Atlantic Pilotage Authority Canada; Administration de Pilotage de l'Atlantique;
- Company type: Crown corporation
- Founded: February 1, 1972
- Headquarters: Halifax, Nova Scotia, Canada
- Area served: Canadian Internal Waters in and around the provinces of New Brunswick, Prince Edward Island, Nova Scotia and Newfoundland and Labrador
- Key people: Sean Griffiths (CEO); David Anderson (COO);
- Services: Pilotage
- Website: www.atlanticpilotage.com

= Atlantic Pilotage Authority =

Canadian pilotage authority

The Atlantic Pilotage Authority Canada (Administration de Pilotage de l'Atlantique) is a Crown corporation that enforces pilotage in Atlantic Canadian Internal Waters. It was established as a result of recommendations made by the Royal Commission on Pilotage in Canada, by the Pilotage Act, Section 18, on February 1, 1972 mandated to assist in pilotage in all Canadian waters in and around the provinces of New Brunswick, Prince Edward Island, Nova Scotia and Newfoundland and Labrador.

== Pilotage incidents==
At the time of the Halifax Explosion in 1917, both the SS Imo and the SS Mont-Blanc were being guided by professional pilots.

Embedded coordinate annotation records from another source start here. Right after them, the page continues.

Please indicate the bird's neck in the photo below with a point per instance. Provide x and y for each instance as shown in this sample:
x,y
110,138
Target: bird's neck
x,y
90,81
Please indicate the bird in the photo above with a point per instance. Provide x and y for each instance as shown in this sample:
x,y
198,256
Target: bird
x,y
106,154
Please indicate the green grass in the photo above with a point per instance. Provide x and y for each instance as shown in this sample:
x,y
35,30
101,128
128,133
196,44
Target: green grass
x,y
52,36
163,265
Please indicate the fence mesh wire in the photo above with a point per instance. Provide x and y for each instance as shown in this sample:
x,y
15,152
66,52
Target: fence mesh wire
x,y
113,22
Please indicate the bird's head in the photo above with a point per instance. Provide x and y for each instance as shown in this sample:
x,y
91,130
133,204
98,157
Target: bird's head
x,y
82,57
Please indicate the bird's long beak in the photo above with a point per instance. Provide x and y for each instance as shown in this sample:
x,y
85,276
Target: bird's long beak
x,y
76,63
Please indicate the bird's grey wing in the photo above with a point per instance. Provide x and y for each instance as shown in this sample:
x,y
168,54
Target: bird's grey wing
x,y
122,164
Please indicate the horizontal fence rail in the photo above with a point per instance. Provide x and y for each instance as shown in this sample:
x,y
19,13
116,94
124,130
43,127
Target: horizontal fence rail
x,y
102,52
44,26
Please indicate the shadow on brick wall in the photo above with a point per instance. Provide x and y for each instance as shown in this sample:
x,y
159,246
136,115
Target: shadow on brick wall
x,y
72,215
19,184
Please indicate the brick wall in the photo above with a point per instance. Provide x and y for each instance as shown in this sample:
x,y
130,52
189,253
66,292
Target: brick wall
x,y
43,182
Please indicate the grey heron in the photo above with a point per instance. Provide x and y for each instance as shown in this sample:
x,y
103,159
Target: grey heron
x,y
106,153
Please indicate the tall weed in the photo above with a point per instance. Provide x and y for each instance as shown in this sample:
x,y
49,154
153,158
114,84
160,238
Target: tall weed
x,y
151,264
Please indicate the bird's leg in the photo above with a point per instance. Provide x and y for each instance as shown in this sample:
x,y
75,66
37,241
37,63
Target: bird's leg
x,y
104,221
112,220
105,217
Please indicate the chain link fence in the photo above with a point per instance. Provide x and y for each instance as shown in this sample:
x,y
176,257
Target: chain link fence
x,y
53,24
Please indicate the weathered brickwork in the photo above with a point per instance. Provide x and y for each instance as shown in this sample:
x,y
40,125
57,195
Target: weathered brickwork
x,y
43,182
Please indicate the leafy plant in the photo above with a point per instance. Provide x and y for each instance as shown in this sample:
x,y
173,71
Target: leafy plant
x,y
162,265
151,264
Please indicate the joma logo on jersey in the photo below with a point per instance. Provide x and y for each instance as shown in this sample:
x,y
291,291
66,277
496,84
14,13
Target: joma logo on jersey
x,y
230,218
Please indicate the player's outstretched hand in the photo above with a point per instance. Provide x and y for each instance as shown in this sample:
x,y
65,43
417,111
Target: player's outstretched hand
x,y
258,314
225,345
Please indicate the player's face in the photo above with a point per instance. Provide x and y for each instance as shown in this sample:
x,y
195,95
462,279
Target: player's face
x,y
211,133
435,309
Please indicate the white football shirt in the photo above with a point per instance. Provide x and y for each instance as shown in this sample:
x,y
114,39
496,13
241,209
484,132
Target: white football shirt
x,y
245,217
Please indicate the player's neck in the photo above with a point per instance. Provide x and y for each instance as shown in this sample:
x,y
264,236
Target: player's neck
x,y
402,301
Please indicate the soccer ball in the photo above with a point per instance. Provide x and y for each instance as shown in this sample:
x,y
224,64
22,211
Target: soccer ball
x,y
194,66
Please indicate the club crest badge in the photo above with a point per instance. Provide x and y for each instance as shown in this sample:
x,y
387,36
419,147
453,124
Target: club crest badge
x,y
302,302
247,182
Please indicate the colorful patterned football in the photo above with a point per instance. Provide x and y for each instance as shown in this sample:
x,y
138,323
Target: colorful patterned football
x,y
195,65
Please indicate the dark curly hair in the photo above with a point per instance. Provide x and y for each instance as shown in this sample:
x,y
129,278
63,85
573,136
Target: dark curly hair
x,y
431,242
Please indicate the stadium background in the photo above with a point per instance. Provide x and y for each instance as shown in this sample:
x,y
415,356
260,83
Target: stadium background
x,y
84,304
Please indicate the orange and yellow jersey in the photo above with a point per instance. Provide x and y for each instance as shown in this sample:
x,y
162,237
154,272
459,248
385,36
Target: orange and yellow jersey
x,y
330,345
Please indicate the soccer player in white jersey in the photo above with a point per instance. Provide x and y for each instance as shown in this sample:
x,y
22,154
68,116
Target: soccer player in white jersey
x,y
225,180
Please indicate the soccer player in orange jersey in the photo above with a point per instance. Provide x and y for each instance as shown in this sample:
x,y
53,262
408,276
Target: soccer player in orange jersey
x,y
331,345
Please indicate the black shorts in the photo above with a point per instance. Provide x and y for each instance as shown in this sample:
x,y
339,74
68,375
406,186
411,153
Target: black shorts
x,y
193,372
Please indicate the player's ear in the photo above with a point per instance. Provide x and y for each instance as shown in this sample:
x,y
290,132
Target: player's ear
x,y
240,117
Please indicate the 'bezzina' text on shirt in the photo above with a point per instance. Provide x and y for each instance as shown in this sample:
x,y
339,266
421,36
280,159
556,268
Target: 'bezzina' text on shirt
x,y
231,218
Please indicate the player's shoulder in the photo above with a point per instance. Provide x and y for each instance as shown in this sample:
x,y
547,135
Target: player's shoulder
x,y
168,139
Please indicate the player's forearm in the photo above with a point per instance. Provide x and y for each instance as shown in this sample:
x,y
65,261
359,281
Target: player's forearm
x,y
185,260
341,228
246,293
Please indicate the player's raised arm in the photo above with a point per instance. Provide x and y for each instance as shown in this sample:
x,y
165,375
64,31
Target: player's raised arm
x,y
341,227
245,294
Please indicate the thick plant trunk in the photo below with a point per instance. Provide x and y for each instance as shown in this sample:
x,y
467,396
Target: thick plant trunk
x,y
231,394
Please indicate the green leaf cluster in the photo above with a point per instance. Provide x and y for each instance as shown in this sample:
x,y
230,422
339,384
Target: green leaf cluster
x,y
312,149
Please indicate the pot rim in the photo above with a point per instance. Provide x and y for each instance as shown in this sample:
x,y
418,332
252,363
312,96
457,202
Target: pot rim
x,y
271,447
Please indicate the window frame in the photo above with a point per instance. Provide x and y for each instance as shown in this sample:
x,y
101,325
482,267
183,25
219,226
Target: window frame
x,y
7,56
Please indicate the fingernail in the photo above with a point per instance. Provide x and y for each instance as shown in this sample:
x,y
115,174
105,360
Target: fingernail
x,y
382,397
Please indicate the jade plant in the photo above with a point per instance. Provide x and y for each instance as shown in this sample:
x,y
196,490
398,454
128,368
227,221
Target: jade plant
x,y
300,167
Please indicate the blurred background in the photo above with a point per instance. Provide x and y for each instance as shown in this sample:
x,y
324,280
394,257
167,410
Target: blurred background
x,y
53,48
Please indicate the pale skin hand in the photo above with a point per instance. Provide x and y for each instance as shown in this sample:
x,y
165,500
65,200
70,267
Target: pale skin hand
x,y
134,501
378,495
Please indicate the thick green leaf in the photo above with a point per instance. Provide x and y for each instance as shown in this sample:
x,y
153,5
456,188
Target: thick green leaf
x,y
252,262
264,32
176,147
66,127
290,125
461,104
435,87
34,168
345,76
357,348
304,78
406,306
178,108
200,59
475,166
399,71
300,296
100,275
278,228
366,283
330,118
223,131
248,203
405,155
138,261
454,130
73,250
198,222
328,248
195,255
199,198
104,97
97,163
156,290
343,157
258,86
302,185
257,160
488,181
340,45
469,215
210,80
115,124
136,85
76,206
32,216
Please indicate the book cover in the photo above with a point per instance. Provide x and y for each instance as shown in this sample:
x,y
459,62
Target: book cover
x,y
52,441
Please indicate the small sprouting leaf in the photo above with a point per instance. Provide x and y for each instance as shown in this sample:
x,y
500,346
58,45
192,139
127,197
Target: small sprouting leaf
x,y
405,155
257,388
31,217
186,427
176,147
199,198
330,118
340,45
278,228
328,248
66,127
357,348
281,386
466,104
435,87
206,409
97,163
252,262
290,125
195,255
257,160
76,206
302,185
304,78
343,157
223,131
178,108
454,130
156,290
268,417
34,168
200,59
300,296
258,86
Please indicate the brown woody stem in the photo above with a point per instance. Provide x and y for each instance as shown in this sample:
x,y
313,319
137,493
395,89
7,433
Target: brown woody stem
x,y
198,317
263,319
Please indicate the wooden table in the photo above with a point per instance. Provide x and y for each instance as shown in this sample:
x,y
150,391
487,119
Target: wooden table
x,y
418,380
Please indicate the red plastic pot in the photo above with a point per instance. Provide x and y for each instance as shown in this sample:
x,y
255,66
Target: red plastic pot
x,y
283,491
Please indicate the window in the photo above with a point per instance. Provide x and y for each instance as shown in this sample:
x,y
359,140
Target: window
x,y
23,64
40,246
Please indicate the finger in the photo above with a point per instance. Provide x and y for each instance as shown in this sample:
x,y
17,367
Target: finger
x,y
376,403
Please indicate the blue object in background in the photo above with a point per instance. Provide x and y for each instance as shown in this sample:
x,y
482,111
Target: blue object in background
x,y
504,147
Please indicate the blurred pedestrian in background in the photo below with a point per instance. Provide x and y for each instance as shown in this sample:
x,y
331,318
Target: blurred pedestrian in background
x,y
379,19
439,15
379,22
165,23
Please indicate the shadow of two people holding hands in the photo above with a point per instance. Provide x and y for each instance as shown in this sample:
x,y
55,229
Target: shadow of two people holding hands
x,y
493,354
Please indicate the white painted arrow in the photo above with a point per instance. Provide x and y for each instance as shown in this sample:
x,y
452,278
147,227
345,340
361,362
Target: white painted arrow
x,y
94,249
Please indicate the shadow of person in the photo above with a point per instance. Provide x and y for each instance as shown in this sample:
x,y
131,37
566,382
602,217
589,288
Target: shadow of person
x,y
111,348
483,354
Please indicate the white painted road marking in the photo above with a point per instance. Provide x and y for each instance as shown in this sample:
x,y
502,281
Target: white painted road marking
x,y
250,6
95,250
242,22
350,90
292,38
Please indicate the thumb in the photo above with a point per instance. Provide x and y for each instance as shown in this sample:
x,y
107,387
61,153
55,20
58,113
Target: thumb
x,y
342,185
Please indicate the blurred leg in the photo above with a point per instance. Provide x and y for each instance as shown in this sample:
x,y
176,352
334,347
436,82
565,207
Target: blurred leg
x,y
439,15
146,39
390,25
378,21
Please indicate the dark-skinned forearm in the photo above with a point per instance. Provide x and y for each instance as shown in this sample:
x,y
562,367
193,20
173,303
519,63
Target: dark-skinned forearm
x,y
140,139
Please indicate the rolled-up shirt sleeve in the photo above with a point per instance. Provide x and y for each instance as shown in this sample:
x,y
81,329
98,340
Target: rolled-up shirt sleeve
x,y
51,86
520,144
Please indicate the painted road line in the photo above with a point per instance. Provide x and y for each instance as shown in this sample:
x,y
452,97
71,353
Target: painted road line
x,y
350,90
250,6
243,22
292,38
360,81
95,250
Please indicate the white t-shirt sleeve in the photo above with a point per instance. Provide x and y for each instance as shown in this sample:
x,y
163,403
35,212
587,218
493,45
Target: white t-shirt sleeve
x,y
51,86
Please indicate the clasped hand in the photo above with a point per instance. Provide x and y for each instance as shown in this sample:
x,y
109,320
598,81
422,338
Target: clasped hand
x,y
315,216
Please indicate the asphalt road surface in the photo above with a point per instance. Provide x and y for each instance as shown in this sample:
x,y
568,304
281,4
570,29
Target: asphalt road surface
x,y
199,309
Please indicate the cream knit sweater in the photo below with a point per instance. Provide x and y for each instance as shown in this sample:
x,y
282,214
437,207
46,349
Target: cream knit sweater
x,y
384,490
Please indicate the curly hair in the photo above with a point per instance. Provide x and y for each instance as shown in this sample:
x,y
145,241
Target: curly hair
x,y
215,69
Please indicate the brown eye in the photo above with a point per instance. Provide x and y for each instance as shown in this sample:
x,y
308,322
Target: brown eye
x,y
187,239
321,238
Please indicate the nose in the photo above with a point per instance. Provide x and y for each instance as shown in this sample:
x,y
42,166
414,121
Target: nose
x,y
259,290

On July 10, 2010, a French research ship, Fulmar, operated in Halifax harbour (where pilotage is mandatory) without a pilot, and reportedly came "frighteningly close" to two other ships.

== Auditor general review ==
In 2016, the Auditor General of Canada panned the authority, criticizing it for economic losses driven by artificially low pilotage rates, failed upkeep of corporate systems, lack of strategic planning, and issues with conflict of interest. The report was reviewed by the House of Commons Standing Committee on Public Accounts.